1. **For Production Deployment**:
   *"Implement the stacking model as it provides the best accuracy (MSE 0.04541) with reasonable complexity. The 1.35% improvement over the best base model could translate to significant business value at scale."*

2. **For Rapid Implementation**:
   *"Use blending with equal weights if development resources are limited - it achieves 99% of stacking's performance with much simpler implementation and maintenance."*

3. **For Model Improvement**:
   *"Experiment with adding more diverse base models to the stacking ensemble, particularly models that might capture different patterns than SVM and linear regression."*

4. **For Resource Optimization**:
   *"Consider using just the SVM model if computational resources are extremely constrained, as the ensemble gains are modest in this case."*

5. **Next Steps**:
   *"Investigate why bagging underperformed - try increasing the number of estimators or using different base models.
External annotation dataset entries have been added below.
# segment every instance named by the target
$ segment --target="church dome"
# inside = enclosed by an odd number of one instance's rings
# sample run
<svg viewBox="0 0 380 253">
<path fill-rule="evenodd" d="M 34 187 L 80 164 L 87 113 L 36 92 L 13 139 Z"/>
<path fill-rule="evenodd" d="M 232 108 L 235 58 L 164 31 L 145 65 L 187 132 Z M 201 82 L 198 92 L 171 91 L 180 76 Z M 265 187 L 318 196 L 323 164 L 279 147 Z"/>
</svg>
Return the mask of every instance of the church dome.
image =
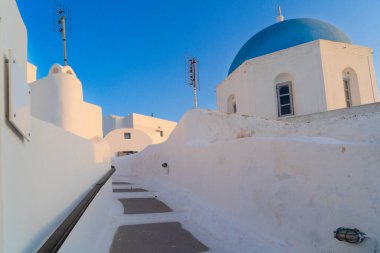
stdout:
<svg viewBox="0 0 380 253">
<path fill-rule="evenodd" d="M 311 18 L 289 19 L 273 24 L 250 38 L 235 56 L 228 74 L 246 60 L 318 39 L 351 44 L 343 31 L 329 23 Z"/>
</svg>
Also explore feature engineering to create more differentiation between models' strengths."*

###Conclusion
The results demonstrate that while all ensemble methods provided value, stacking delivered the best performance by intelligently combining model strengths through learned weights. The choice between methods should balance performance needs with implementation complexity in specific environment.